Simultaneous profiling of full-length RNA transcripts and chromatin accessibility within single cells of human retinal organoids

Abstract

Abstract Single-cell multi-omics sequencing can integrate transcriptome and epigenome to analyze the complex mechanisms underlying neuron development and regeneration, but most current methods are based on second-generation short-read sequencing, which has low efficiency in detecting RNA structural heterogeneity. Long-length sequencing can analyze RNA structures, but the throughput and the number of transcripts detected at the single-cell level are very low, and single-cell level epigenome profiling has not been accomplished either. Therefore, there is currently a lack of an effective method that can integrate RNA splicing and epigenetic modification to analyze the molecular mechanism of neural development. This study developed a single-cell multi-omics assay based on short-read sequencing for the simultaneous detection of single-cell full-length RNA isoforms and DNA accessibility. The accuracy of its resolution in RNA transcript structure can reach 94.5%, and the sensitivity of detecting single-cell gene expression is twice that of third-generation sequencing. And it can detect over 10,000 single nuclei at one run, enabling the effective integrated analysis of single-cell RNA isoforms and DNA accessibility at high throughput.
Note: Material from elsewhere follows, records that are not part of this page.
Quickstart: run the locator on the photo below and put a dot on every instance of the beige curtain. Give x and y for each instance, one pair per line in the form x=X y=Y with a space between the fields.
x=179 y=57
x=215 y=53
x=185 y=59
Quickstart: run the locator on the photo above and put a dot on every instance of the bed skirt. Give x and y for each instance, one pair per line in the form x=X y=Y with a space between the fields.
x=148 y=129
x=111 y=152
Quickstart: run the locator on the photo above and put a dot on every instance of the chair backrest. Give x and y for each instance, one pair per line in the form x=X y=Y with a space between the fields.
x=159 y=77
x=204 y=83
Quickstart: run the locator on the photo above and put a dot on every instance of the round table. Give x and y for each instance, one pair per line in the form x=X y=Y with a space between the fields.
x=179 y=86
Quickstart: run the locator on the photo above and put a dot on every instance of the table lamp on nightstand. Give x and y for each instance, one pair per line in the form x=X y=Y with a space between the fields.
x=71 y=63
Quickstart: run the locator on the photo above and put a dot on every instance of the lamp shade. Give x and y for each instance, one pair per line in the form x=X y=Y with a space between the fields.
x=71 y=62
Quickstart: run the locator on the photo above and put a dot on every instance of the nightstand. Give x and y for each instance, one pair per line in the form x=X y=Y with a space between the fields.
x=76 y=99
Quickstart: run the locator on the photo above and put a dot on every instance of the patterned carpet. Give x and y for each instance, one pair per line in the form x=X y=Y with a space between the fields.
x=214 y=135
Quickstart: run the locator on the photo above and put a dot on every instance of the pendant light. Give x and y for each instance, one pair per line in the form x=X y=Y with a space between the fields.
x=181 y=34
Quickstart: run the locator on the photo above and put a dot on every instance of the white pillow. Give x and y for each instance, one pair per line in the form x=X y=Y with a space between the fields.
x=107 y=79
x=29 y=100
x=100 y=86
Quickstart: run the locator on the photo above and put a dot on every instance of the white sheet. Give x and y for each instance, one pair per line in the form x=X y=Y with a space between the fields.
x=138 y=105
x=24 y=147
We used this method to construct a multidimensional cell atlas of human retinal organoids, and found that gene expression and differential choices of isoforms of multiple fate-determining factors were significantly associated with chromatin accessibility. This method provides a new technical method for dissecting the multidimensional molecular mechanism of fate determination in neural cell development and regeneration.